La lista dei buoni e dei cattivi
Che Natale sarebbe, senza il listone? Sponda Denver, davvero eccellente la prestazione di Michael Porter Jr. su tutte e due le metà campo: il tiratore dei Nuggets ha chiuso con 4 stoppate, giganteggiando in aiuto e in generale nella difesa senza palla, segnando anche 15 punti nel solo primo tempo prima di chiudere una doppia-doppia da 19 e 10 rimbalzi. Solidissima anche la partita del già citato Gordon e di Kentavious Caldwell-Pope, mentre fra i cattivi non può che rientrare l'intera panchina di coach Malone, totalmente malmenata dagli avversari. A tal proposito, molto positiva è la prova di Trayce Jackson-Davis per Golden State: attivo in difesa, costituisce un lob threat di alto livello necessario per l'attacco di squadra, soprattutto come soluzione sul pick&roll.

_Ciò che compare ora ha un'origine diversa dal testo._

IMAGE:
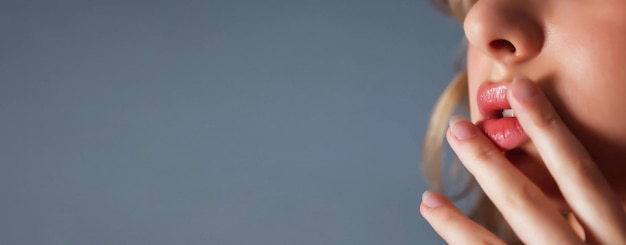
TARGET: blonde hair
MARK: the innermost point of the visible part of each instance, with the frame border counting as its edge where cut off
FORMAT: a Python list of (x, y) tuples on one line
[(454, 97)]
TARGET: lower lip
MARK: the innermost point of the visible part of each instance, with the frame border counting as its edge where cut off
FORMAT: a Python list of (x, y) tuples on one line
[(506, 133)]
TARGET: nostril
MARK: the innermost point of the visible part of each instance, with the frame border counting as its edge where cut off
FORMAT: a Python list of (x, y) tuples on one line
[(502, 44)]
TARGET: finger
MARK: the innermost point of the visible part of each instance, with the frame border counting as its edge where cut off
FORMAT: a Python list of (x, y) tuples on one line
[(529, 212), (583, 186), (451, 224)]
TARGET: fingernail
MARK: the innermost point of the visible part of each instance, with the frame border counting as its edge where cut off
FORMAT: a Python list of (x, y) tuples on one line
[(524, 89), (462, 130), (430, 200)]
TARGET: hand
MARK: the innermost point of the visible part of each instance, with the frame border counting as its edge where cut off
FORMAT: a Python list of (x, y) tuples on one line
[(533, 218)]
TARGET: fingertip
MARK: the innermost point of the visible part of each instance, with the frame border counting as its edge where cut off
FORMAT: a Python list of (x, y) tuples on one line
[(432, 200)]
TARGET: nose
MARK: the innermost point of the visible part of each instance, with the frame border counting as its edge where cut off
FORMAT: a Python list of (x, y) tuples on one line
[(509, 31)]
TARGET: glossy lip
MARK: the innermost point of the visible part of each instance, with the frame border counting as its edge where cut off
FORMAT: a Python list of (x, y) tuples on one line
[(506, 133)]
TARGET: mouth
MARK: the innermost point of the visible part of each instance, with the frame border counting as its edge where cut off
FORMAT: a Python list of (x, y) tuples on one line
[(499, 122)]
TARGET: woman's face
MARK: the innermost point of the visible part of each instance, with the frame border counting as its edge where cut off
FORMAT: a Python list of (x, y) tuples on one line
[(576, 51)]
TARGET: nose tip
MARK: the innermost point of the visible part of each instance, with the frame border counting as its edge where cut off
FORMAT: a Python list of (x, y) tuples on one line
[(503, 30)]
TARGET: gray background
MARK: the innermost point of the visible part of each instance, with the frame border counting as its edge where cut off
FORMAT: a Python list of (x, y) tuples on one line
[(219, 121)]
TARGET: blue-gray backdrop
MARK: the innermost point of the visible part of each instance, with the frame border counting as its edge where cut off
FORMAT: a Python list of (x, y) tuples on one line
[(217, 122)]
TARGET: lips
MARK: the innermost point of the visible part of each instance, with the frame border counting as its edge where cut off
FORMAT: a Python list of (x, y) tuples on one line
[(505, 132)]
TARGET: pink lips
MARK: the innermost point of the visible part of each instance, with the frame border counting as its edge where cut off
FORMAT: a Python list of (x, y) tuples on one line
[(506, 133)]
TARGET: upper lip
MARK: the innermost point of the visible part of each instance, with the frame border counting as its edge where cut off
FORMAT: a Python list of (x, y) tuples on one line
[(492, 100)]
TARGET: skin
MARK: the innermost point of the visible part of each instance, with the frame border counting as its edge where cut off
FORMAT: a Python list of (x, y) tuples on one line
[(572, 56)]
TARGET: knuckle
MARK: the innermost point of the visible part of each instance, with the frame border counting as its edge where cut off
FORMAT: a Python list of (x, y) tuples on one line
[(521, 198)]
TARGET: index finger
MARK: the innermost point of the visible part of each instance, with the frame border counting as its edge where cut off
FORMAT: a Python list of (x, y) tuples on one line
[(580, 181)]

Bene anche un ritrovato Andrew Wiggins, che ha fatto vedere alcuni flash del giocatore visto nella Baia prima dei passati Playoffs, apparentemente scomparso in questa stagione. Molto bene anche Brandin Podziemski, attivo a rimbalzo d'attacco, e Jonathan Kuminga, più energico che mai partendo fra i titolari e forse l'unico - assieme a TJD - capace di pareggiare il mix di intensità e tagli dei diretti avversari. Male, come detto, Curry, e malissimo Klay Thompson, finito del tutto fuori partita con un 3 su 12 dal campo e annichilito più volte da Porter Jr.